There is little question that Jamaica is safer without Mr Coke. Although the country’s murder rate remains one of the world’s highest, it fell sharply after the Tivoli gun battle, and remains more than a third below its previous level. And the government made a powerful show of authority by re-establishing control over the country’s most notorious gang-dominated “garrison”, or district, and proving that the country’s mobsters are not untouchable.

Nonetheless, the decapitation of Mr Coke’s organisation represents a small, if significant, victory in a very long battle. The island remains awash in guns: Mr Cohen testified that the mobs received regular shipments of AK-47s and M-16s from New York. They were distributed (under close supervision from gang lieutenants) to hundreds of young recruits or “shotters”, some of whom were only 14 years old. Among Mr Cohen’s most explosive (and unproven) allegations is that some of these gunmen were deployed in JLP election campaigns. Mr Coke’s younger brother, Leighton “Livity” Coke, was held for two years on gun charges, but was just freed last month because of shaky identification evidence. (He was detained again on June 12th for questioning about murders in west Kingston).

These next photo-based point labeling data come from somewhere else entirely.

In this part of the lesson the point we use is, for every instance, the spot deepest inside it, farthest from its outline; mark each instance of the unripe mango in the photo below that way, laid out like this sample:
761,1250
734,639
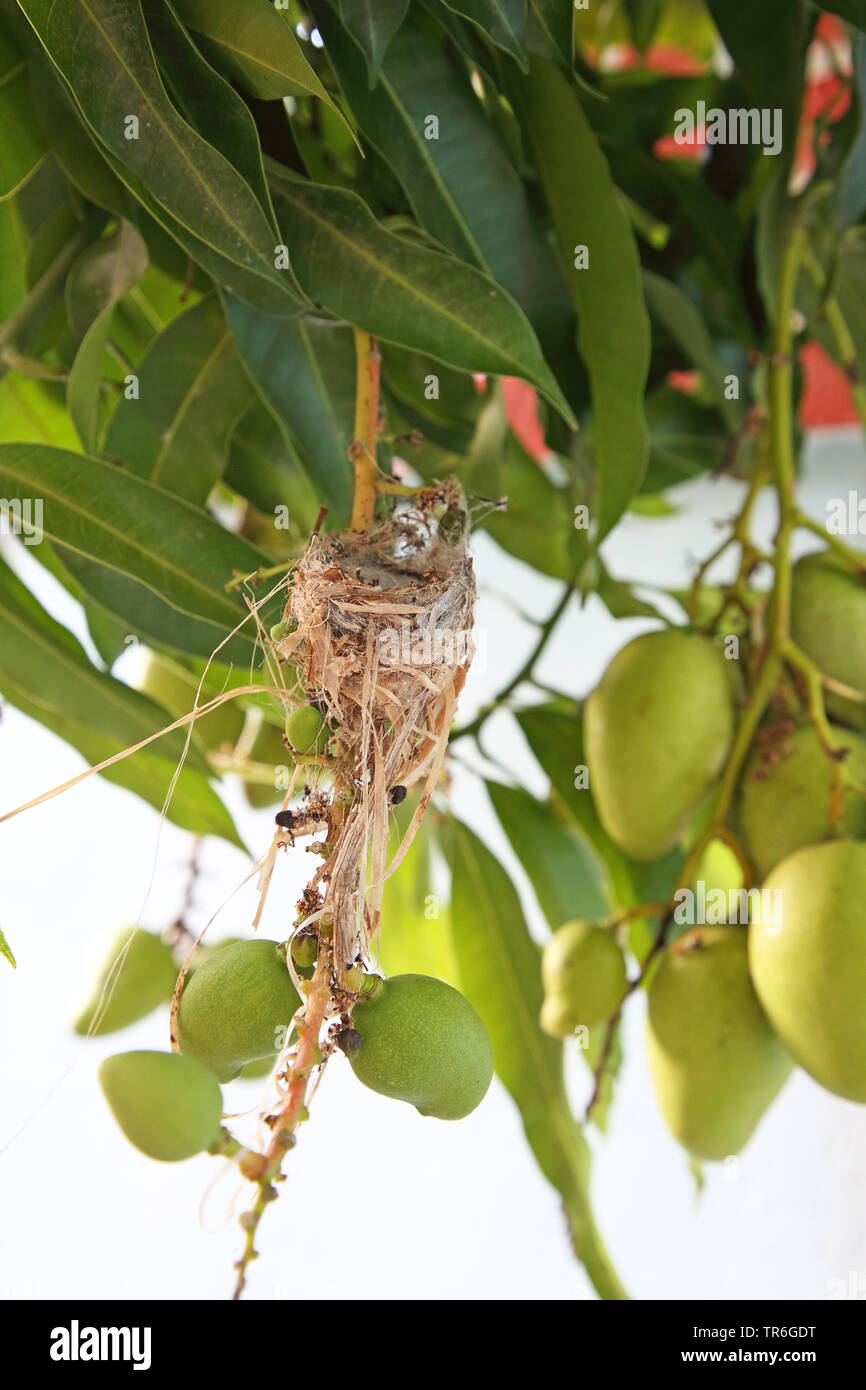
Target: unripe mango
423,1043
306,730
715,1061
658,730
237,1008
786,805
267,748
145,980
811,972
583,970
175,688
829,623
167,1105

Moreover, the urban poverty and discontent that feed the gangs remain as entrenched as ever. And violence still runs deep in Jamaican popular culture. A leading musician, Vybz Kartel, currently faces a murder charge. Tivoli residents, who vowed to “die for Dudus” when the government invaded the district, still revere “Prezi”, as Mr Coke was also known. He ran “treats” or street parties, handed out school supplies and groceries and raised money for residents’ medical care. “I’m a good person, and I have done a lot of good deeds for persons in my community”, he said while pleading for leniency at his sentencing hearing, and wrote in one letter home, “To God be the glory for all that he was doing through me”. Until the Jamaican state can begin offering these services as effectively as the gangs do, any mobsters it manages to arrest or kill will be swiftly and effectively replaced.